# epek broadhead



## Kdub (Sep 6, 2010)

Ok I know a lot has been covered on these. I am gonna switch, but before I head down to uac I was wondering if these will work on fatter aluminum shafts. I shoot 2315. I sent elk22hunter a pm, but wondering if anyone can answer it for me before I waste gas on the trip down.


----------



## shaun larsen (Aug 5, 2011)

...why wouldnt they?


----------



## Kdub (Sep 6, 2010)

Lookin at them it looks like something slips over the shaft and if its too large diameter it won't slide over? I could be way off base here. Back to YouTube I go.


----------



## shaun larsen (Aug 5, 2011)

i think they are designed, just like any other broadhead out there, to be used on any modern day arrows that have an insert.


----------



## skeet4l (Sep 11, 2007)

They should be fine, I shoot Easton flatlines and the EPEK diameter is a little larger.


----------



## elk22hunter (Sep 7, 2007)

Sorry that I am slow but NO, they wont go over the alluminum. They are big enough without making them to cover alluminum shafts. We could build a reduction peice but that would add to the weight and with as many guys giving up on the alluminum it hasn't been a high priority. Obviously we would change that thought if the need was greater.
Again sorry that we are not accomodating on that end.


----------



## Kdub (Sep 6, 2010)

It's all good elk. On the upside my buddy is building me some carbons as we speak. I've finally arrived in the 21st century. Can't wait to try the new epeks!


----------



## bowhunt3r4l1f3 (Jan 12, 2011)

Question, is the fiber optic really necessary for these broad heads to function correctly? What chance is there that the blade will deploy in flight? Also there aren't very many in the packaging can you buy the fiber optics separate or should we just look for some generic stuff that will work?


----------



## NHS (Sep 7, 2007)

You can use 50lb monofilament line.
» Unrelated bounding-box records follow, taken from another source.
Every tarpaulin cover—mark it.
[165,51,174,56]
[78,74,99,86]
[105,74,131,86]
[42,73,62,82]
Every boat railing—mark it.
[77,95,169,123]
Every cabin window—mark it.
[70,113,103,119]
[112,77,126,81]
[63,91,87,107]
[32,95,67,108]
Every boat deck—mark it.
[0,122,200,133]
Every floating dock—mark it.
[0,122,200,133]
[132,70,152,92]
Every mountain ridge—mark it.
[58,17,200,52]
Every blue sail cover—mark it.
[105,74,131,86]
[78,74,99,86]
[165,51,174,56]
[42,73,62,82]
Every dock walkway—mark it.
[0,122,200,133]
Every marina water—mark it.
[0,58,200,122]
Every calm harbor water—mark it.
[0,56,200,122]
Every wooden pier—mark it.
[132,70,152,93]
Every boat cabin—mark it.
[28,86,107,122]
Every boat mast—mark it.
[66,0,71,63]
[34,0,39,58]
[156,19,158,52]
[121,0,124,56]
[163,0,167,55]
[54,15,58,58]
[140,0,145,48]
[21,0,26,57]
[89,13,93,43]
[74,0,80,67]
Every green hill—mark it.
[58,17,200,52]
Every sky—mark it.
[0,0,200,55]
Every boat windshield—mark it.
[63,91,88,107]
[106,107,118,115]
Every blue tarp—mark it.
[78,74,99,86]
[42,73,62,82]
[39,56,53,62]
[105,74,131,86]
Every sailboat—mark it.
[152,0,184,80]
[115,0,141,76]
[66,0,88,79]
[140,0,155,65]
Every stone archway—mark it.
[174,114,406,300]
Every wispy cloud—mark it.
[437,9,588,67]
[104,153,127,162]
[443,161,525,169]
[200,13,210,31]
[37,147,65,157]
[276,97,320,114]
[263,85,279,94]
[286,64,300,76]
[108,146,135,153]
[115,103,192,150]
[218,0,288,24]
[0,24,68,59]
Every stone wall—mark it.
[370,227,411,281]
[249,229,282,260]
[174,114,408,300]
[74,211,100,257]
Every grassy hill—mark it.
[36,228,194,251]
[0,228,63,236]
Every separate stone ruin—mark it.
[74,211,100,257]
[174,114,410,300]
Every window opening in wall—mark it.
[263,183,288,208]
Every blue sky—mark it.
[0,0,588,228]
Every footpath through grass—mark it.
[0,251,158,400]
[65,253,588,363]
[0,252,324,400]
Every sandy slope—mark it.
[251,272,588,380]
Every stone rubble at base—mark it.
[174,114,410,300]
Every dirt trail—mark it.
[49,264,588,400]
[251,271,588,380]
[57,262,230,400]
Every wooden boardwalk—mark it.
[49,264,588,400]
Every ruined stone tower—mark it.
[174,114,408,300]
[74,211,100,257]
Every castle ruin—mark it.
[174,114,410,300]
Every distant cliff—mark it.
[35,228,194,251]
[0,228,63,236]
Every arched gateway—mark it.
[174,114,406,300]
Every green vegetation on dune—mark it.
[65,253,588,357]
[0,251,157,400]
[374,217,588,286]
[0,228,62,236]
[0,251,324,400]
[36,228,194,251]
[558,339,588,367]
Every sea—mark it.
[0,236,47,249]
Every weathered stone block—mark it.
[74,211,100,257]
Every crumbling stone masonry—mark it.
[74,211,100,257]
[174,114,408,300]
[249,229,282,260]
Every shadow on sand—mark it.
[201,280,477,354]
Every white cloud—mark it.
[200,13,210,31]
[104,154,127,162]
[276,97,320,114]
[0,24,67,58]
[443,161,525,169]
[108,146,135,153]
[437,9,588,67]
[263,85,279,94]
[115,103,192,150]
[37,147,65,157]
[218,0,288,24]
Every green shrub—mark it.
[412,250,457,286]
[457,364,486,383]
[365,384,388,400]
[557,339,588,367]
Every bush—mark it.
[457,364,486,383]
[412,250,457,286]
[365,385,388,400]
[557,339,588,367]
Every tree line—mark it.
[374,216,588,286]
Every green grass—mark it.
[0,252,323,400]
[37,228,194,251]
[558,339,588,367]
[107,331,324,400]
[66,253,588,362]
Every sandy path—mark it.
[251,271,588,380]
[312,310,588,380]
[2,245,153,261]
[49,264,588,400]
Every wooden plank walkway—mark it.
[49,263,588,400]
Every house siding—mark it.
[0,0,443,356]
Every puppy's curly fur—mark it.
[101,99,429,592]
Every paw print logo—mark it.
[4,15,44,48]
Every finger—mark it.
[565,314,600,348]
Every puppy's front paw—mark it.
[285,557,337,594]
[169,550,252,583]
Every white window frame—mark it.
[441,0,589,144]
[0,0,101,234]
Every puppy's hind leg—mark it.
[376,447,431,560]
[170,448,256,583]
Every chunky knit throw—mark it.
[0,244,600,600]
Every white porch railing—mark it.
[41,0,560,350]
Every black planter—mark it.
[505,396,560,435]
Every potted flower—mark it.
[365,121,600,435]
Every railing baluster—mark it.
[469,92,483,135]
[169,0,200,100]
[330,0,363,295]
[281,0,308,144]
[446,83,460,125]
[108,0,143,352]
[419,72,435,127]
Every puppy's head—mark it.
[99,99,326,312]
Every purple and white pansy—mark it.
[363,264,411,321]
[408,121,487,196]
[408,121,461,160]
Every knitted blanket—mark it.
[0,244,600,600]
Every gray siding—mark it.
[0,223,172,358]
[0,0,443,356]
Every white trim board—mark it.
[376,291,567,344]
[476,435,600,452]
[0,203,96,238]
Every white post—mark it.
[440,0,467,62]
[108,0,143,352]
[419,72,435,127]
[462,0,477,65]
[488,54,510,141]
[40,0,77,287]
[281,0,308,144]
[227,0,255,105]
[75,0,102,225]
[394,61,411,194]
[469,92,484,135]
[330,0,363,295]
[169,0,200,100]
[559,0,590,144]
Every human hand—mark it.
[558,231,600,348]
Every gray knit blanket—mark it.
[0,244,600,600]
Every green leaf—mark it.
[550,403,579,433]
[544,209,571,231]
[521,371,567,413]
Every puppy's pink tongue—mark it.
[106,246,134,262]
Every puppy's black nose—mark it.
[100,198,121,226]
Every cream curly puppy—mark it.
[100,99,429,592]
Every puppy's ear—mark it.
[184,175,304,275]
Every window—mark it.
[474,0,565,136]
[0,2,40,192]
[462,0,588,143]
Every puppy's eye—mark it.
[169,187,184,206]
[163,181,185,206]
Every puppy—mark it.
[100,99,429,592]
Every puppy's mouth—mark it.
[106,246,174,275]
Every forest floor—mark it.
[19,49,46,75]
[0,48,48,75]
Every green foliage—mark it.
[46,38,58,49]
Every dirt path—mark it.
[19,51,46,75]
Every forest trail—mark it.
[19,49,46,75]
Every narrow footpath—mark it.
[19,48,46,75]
If the fiber is not used, the abrupt forward motion of the arrow upon release will cause the head to open....as I understand it.


----------



## elk22hunter (Sep 7, 2007)

bowhunt3r4l1f3 said:


> Question, is the fiber optic really necessary for these broad heads to function correctly? What chance is there that the blade will deploy in flight? Also there aren't very many in the packaging can you buy the fiber optics separate or should we just look for some generic stuff that will work?
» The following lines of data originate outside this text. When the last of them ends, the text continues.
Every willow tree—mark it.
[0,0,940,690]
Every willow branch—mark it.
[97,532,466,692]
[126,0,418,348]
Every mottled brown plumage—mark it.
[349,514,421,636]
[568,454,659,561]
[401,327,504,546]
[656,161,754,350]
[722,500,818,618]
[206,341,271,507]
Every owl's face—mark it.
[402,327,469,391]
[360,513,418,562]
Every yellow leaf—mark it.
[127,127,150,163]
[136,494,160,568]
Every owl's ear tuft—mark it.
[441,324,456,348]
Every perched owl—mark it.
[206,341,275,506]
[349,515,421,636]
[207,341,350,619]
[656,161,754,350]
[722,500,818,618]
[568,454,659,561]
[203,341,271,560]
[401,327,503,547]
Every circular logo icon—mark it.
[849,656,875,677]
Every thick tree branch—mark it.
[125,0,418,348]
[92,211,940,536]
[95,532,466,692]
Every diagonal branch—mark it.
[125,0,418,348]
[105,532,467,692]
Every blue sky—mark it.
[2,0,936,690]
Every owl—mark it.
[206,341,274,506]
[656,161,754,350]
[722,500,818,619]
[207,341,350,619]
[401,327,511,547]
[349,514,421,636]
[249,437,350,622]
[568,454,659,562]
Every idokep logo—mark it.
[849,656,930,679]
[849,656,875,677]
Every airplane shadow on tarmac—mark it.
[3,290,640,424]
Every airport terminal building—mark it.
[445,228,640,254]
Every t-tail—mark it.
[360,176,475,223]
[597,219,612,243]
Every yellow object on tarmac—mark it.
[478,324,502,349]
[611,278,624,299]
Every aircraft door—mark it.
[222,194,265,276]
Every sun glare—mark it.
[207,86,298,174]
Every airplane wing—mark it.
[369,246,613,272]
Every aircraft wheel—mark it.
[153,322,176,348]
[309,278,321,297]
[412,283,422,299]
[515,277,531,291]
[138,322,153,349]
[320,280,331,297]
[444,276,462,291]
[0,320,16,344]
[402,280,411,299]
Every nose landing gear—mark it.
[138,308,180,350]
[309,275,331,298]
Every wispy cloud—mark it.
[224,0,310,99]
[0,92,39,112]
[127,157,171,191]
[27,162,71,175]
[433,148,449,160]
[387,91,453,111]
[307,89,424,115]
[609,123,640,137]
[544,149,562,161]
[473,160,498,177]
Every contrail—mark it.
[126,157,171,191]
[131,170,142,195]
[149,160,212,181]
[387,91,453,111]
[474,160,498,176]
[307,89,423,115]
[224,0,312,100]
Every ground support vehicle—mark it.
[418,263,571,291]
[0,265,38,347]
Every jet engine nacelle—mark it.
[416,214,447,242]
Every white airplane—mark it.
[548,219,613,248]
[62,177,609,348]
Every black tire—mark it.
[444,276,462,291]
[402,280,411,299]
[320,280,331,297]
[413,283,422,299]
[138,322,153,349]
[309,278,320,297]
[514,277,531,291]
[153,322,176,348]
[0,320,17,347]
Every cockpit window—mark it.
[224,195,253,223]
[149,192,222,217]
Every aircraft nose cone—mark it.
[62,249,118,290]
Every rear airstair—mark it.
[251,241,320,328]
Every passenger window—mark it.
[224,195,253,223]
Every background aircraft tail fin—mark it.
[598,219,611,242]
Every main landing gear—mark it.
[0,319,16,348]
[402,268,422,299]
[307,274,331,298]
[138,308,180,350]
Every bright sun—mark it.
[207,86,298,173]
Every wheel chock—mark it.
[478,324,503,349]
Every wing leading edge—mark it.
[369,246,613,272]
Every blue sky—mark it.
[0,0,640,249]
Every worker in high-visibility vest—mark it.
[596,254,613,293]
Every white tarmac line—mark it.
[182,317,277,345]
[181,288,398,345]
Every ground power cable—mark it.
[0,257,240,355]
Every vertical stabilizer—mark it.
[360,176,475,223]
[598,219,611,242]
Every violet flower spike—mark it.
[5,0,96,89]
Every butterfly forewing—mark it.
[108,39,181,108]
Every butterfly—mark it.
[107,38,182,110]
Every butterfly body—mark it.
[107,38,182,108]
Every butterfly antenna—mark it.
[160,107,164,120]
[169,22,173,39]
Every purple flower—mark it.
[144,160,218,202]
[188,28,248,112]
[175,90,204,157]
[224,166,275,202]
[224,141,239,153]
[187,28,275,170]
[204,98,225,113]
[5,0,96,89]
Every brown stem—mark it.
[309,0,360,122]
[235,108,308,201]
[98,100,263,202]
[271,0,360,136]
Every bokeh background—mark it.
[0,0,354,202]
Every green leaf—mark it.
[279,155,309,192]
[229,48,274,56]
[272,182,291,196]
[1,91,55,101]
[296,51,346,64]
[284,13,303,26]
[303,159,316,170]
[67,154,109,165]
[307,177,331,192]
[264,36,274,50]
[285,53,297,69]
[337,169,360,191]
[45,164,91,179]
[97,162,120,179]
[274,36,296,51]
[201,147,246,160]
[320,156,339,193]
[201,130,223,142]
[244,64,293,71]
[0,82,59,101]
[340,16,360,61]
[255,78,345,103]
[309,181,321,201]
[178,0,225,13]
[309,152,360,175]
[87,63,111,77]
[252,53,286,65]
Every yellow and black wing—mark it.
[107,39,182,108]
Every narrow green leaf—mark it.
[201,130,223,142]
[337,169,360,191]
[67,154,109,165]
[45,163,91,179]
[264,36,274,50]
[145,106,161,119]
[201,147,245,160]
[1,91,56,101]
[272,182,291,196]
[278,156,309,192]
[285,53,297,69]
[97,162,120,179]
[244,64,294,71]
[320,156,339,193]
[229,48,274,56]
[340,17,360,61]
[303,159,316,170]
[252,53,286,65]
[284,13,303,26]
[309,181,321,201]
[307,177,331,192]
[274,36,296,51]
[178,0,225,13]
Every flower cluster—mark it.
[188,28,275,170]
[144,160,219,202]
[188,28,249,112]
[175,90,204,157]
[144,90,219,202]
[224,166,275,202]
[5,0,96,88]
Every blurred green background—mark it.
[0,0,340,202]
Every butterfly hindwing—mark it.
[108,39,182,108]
The heads with the O rings or the newer version with the Mono fiber, will open in flight 100% of the time if those items are not in place. We have done HUGE amounts of testing. The package should have come with 3 extra fibers per head making it 9 fibers per pack.


----------



## tuffluckdriller (May 27, 2009)

What is the price on the new epeks?


----------



## bowhunt3r4l1f3 (Jan 12, 2011)

They were like 42 bucks plus tax for 3 heads.


----------



## PBH (Nov 7, 2007)

I paid $39.95 for 3 heads from SantanaOutdoors.com -- Free shipping. Nice guys down there.


----------